Baird’s eyebrows pinched together. “No. I wasn’t.”
I waited for him to tell me where he was.
At his silence, I shook my head. “This is a disaster. This is going to fall apart. I’m going to lose my job.”
Suddenly, he took hold of my right biceps and tugged me toward the trailers.
“What are you doing?” I hissed. “People are watching.”
“Fuck them.” He threw open the trailer door, and I hurried in after him, my cheeks blazing with embarrassment.
Baird released me to stride through the trailer, checking to make sure it was empty, and then he turned to me.
“I had the worst fucking weekend of my career. We thought we had it. And we lost. You have no idea what that feels like. And it would be nice if you could think beyond yourself for just one bloody second.”
I swallowed hard at his uncharacteristic reprimand.
“I … I am really sorry about the championship, Baird. You know I am. And you know I feel that for you. But this”—I gestured around us—“is terrifying.
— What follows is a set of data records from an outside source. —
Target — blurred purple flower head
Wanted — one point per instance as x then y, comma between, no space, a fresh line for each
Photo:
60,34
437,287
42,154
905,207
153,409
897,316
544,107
And the first day we start it, you’re nowhere to be seen and you’re off getting fucked somewhere on who knows what with who knows who.
You promised. You promised you wouldn’t and that you could do this for three months.
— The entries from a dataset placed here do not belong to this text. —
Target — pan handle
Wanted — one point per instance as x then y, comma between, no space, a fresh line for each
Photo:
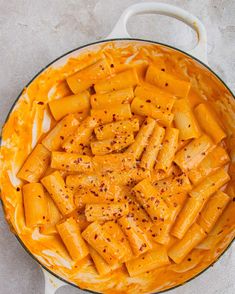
51,282
120,29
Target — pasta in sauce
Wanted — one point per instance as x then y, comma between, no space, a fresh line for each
117,168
Just three months, Baird, and then you can go back to your empty parties and as many women as you want. ”
Suddenly, the air in the trailer grew thick as I watched Baird’s eyes darken with the kind of anger I’d never seen from him. At least not directed toward me.
“Well?” I jutted my chin in defiance of his outrage.
He kept his distance and sucked in a breath before releasing it.
“Do you want to know where I was last night? I was with Callan, collecting John from Newcastle. Because before the game, the owner told John he’s not renewing his contract.
One of my best mates is off the team. The gaffer was pissed as hell because he knew that would mess with our heads going into the game, and it did.
So not only are we losing John to Canada, but we also lost the championship, and we’re going forward with an incompetent fucking owner who didn’t have the common sense to wait until he delivered that soul-destroying news.
“John fucked off to Newcastle to get absolutely smashed, got into a bit of bother, and Callan and I hauled our arses down there to get him. I didn’t get home until four o’clock this morning, and I was late getting here because I was trying to get a bit of sleep before launching into this circus with you. ”
I closed my eyes as regret and shame filled me, followed by sadness for Baird and John. “Bear …”
I opened my eyes as Baird finally closed the distance between us. He bent his head toward me and I flinched at the reproach in his expression. “I wish you’d stop deciding who I am for me. I wish you’d start trusting me. I’m not your mum, Maia.”
My body physically jerked at his words.
His reproach softened to regret. Then he shook his head and muttered a harsh fuck under his breath before he marched out of the trailer.